Family travel stress data reveals a claims exposure pattern NZ insurers should be pricing for

Findings highlight behavioural risks and potential implications for insurers

Family travel stress data reveals a claims exposure pattern NZ insurers should be pricing for

Travel

By Roxanne Libatique

New Zealand travel insurers have a documented and growing medical claims exposure in the family travel segment, and new AA Travel Insurance research quantifies the behavioural patterns behind it. Southern Cross Travel Insurance paid more than $7.3 million across 3,350-plus medical and evacuation claims between January and November 2025, an average of $2,181 per claim, with both volume and total amounts rising from 2023 and 2024 levels. Gastrointestinal illness, respiratory illness, fractures and falls were among the primary drivers - conditions that children on family trips encounter with regularity in destinations such as Southeast Asia and the Pacific, which AA Travel Insurance booking data shows remain among the most popular choices for New Zealand families in the July 2026 school holiday period.

The AA Travel Insurance survey, conducted via Ideally with more than 800 respondents and published July 1, 2026, found that 67% of New Zealand parents anticipate stress on family trips and that parents encounter an average of four stress triggers per journey. Illness and injury concern ranked as a top-three stressor, alongside keeping children entertained and unexpected costs - the same claim categories that SCTI's data shows are generating growing financial exposure.

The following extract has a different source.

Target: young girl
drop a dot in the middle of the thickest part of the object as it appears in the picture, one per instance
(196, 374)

The survey was not designed as a claims predictor, but the overlap between the stress triggers parents identify and the claim categories that are rising in frequency and cost is analytically relevant for underwriters assessing family segment risk.

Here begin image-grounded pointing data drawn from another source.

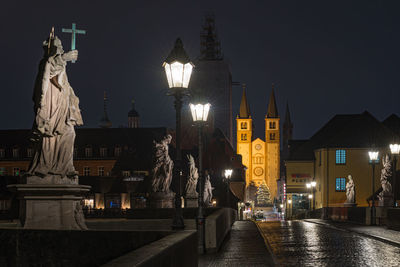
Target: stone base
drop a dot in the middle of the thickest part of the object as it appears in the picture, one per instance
(191, 201)
(51, 206)
(350, 204)
(386, 201)
(162, 200)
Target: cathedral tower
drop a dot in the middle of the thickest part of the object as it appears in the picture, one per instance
(105, 121)
(244, 134)
(272, 147)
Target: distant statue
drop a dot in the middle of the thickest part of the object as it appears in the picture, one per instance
(56, 109)
(191, 184)
(207, 190)
(350, 190)
(162, 166)
(385, 174)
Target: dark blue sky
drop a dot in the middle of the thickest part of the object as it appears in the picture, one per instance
(324, 57)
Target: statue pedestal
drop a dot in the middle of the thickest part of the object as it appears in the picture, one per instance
(386, 201)
(192, 201)
(350, 204)
(51, 206)
(161, 200)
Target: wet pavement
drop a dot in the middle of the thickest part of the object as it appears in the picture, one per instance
(301, 243)
(244, 247)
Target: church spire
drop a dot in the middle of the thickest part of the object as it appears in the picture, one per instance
(105, 122)
(272, 110)
(244, 111)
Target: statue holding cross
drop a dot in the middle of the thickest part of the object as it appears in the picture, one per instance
(73, 31)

Family holidays are the top travel priority for 54% of New Zealand respondents per SCTI's Future of Travel report, ahead of beach breaks at 34% and cultural experiences at 28%, against a backdrop of outbound travel growing 6% to 3.51 million overseas visitor arrivals in the December 2025 year per Statistics New Zealand. A segment growing in volume and generating rising claims costs warrants closer attention to how family travel products are designed and priced.

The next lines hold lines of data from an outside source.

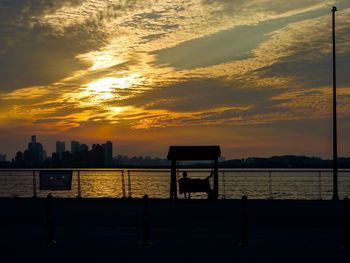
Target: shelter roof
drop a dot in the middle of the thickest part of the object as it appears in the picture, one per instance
(184, 153)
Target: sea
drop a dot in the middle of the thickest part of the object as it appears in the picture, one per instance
(304, 184)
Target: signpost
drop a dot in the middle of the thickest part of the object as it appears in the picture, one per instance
(55, 180)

The underinsurance gap the claims data sits against

The claims exposure is occurring in a market with a measurable underinsurance gap. A May 2026 AA Travel Insurance survey of more than 1,200 adults found that 61% of respondents considered it unlikely or impossible they would need medical treatment overseas, only 48% purchase travel insurance on every overseas trip, and 21% rarely or never arrange cover. The same research found 22% of respondents had no clear plan for funding medical treatment if an emergency arose abroad. SCTI's domestic data reinforces the risk perception gap - 7.9% of domestic travel policies resulted in a claim in the year to April 2025, with an average payout of $1,170, confirming that local trips perceived as lower risk still generate material financial exposure.

Ben Rose, head of financial services at the AA, said travel insurance should be standard pre-departure preparation for families, with adequate cover for cancellations, medical and dental emergencies and activity-specific risks including snow sports, adventure activities and cruise travel.

The regulatory context that applies to family-focused marketing

For licensed insurers, the family travel segment intersects with active regulatory obligations beyond product design. From March 31, 2025, insurance companies in New Zealand were required to hold a financial institution licence and create a fair conduct programme under the CoFI regime. In June 2026, the FMA published an insights document on how insurers are handling incentives under CoFI, noting that non-monetary benefits and short-duration sales campaigns promoting products are considered incentives that can heighten the risk of unfair treatment of consumers. That guidance applies directly to family-focused promotional campaigns such as complimentary children's cover offers - a standard feature of the family travel insurance market.

Looking ahead, the Contracts of Insurance Act comes into effect on November 15, 2027, with the FMA's May 2026 letter to insurers making clear it expects CoIA implementation to be treated as a substantive reform requiring clear accountability and proactive planning - including how underwriting questions are asked, how disclosure is assessed and how remedies are applied. Family travel products, with their reliance on pre-departure declarations about children's ages, health conditions and planned activities, sit directly in scope of those implementation questions.